Thursday, September 23, 2004

Smack Down

some things are just plain fascinating, and other things are just crazy. the world of professional wrestling is both to Toronto poet Michael Holmes whose latest book Parts Unknown: Wrestling, Gimmicks and Other Works (Insomniac Press 2004) is an intense ode to the players, and those who are played upon, written in short poem-bursts of visceral music.

all the key players, Jake the Snake Roberts and Rowdy Roddy Piper for example, are here in all swagger and sweat. There is a poem about Piper that takes its title from a horror flick the wrestler starred in, They Live. it begins, [t]he hateful things he's done in a kilt / accrue. Piper's wrestling gimmick, his persona, was the crazed Scotsman and he always wore a kilt. Piper's instrument was, yeah you guessed it, the bagpipes.

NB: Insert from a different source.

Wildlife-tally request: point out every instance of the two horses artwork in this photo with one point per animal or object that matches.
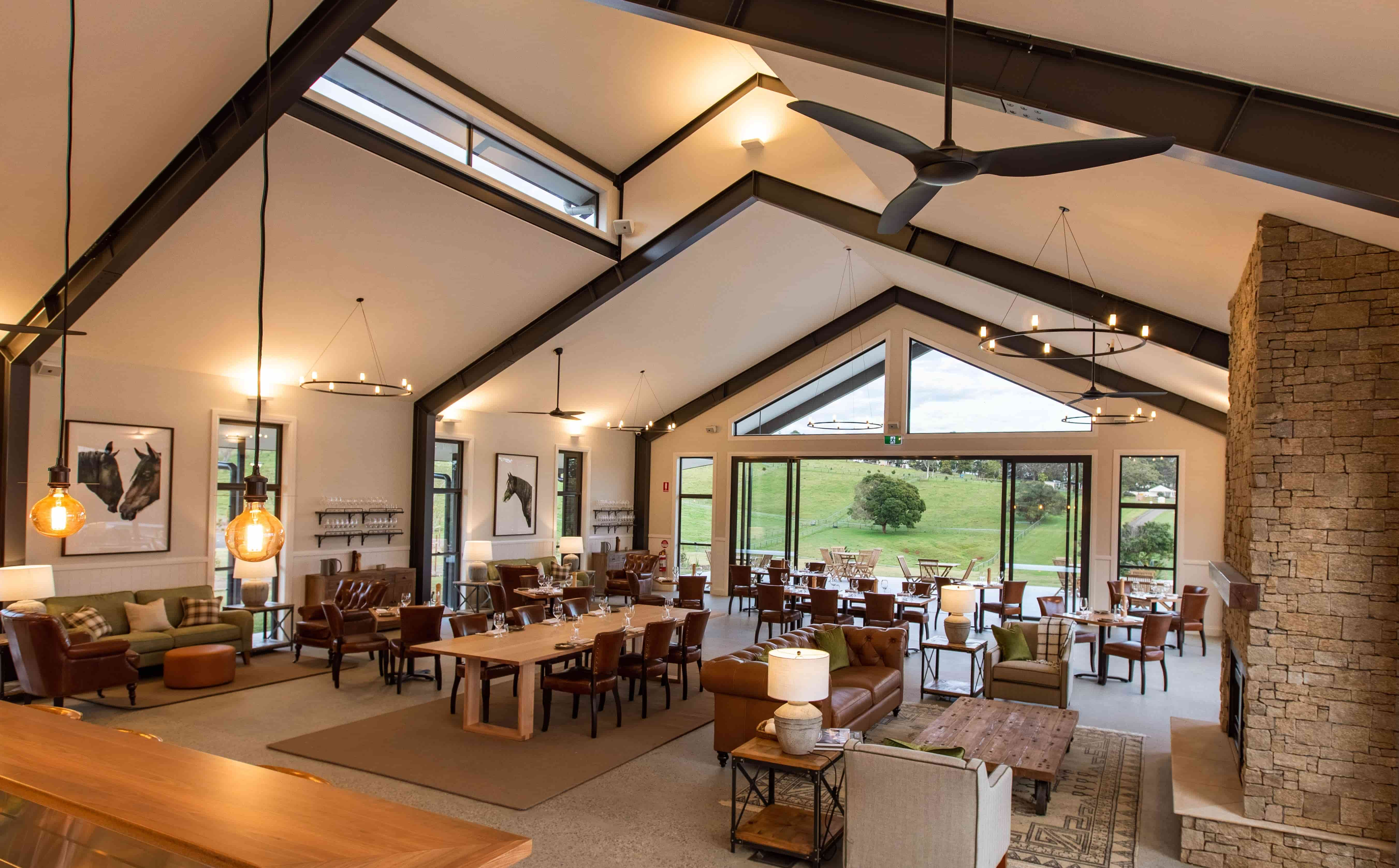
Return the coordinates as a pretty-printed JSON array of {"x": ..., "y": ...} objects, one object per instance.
[{"x": 100, "y": 472}]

and so the poems do accrue and build toward the coda Finishing Moves, a sequence of poems using the argot for wrestling moves that those in the business, and their huge fan base, use. wrestling is black light theater and this sequence is a tour de force of images and double-meanings. take this section.

vi. Low Blows

Shattered Dreams

* * *

the poems move on and on and if you feel you're about to pass out from so much info on pro wrestling Holmes provides a six page glossary to answer those questions you were always afraid to ask. what is a Blade and how is it used by the pros, you ask? here is Holmes definition.

When a wrestler takes a small piece of razor blade, usually secured to tape on his finger, hand or wrist, and runs it along his skin to produce "controlled" bleeding.

* * *

Holmes has the chops, his poems are muscular mini-movies. here is Section 5 from another sequence called Bell Suite.

Because its fake it's not real--
tell me again because I'm too dumb
to understand, too unreal to rail
against what numbed
one town into this town
derailed my train of--
it's not easy to own
up to this thoughtlessness, my love
the one apology I still need to make
(it's real because it's not fake)

* * *

the power of art, however we wish to define art, is its artifice. for somehow, when we act (activate) our imaginations we exist in the state of becoming. art makes for actions from its pretending, and these actions become us, and that "us" is constantly being defined over and again, always striving with horror and pleasure. Holmes's fascination for pro wrestling makes for some very good poetry. the poet uses the persona of a rabid fan to write on the personas used by those in this wild business. for Holmes the poems move with humor and grace because we all pretend to be authentic. for reals.